How I got started in web design
I was originally a sculptor working for a company that designed and manufactured animated figures for seasonal displays in shopping centres, and also large scale replicas of world-famous statues for theme parks. I moved onto different opportunities but eventually found that staying in this field was becoming increasingly difficult.
The Millennium Bug
No one knew what to expect as the year 2000 approached. Whether the Millennium Bug actually existed and every machine on the planet would throw a hissy-fit or simply stop. In the early days, computer engineers used a two-digit code for the year. The “19” was left out. Instead of a date reading ‘1970’, it read ‘70’. The date was shortened because data storage in computers was costly and took up a lot of space.
As the year 2000 approached, computer programmers realised that computers might not interpret ‘00’ as ‘2000’, but as 1900. This left potential flaws in a lot of programs. As December 31, 1999, turned into January 1, 2000, computers might interpret December 31, 1999, turning into January 1, 1900. In short, however, it was much easier than anyone expected and everyone was left wondering just what all the fuss was about. This was also the year that all my hard work paid off, and I landed my first position in web design.
In the year 2000, most screen sizes were 800 x 600. Seems crazy doesn’t it now when you consider that my work-station at Blue Whale Media has dual 1920 x 1080 wide-screen monitors. This had a profound effect on what you could achieve with screen layout. Remember also, that there was no broadband. Everyone accessed the web through an ASDL or Dial-up modem that used your phone line to access the internet. It was slow, and sometimes buggy.
CSS was still relatively young, and although it gave you more control over your layout than HTML alone, it was a pale shadow compared to what it can do today, including animation, blending, Typewriter effect, Frosted Glass with CSS filters, Counters, Pure CSS Tooltips, Intelligent grids with the calc() function, Animations with cubic-bezier(), Using HTML elements as Background Images and much more.
Google and Smart Technology
There’s no doubt about it, Google and has literally changed our perspective of the world. Their early beginnings rocked the world as clearly the best search engine out there. Their ethos for quality content is always ahead of the game keeping the web a fairer, more honest experience. But their acquisition of YouTube in 2006 has made a real impact commercially and uncommercially alike, again moving the goal posts once again and changing the way we author and market websites.
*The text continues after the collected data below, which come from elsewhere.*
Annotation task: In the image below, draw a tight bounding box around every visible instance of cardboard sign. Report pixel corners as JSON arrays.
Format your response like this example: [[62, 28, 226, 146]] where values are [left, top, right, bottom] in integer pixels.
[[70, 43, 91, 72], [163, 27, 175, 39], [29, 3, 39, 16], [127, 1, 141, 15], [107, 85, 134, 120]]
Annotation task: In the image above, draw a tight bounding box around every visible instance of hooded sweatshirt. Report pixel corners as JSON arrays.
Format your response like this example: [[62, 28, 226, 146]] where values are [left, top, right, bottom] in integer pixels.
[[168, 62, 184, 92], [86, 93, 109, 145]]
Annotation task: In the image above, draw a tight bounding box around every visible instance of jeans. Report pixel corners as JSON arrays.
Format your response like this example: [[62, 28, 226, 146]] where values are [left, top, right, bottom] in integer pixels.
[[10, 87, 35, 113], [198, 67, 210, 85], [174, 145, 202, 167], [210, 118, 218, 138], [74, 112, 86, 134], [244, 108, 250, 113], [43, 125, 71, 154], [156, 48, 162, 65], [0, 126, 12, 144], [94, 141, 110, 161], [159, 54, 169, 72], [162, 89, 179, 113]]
It’s a sobering thought that 36% of the world’s population own a Smartphone – a pocket computer in itself, capable of streaming media and sharing information that creates further opportunities for the technology market to evolve. This is possibly the most significant factor in changing the way we approach web design – everything must be responsive now. Screen resolutions will continue to grow, as will the demand on processors and graphics cards to keep up with the demand of an escalating market greedy for speed. I wonder where we will be 10 years from now.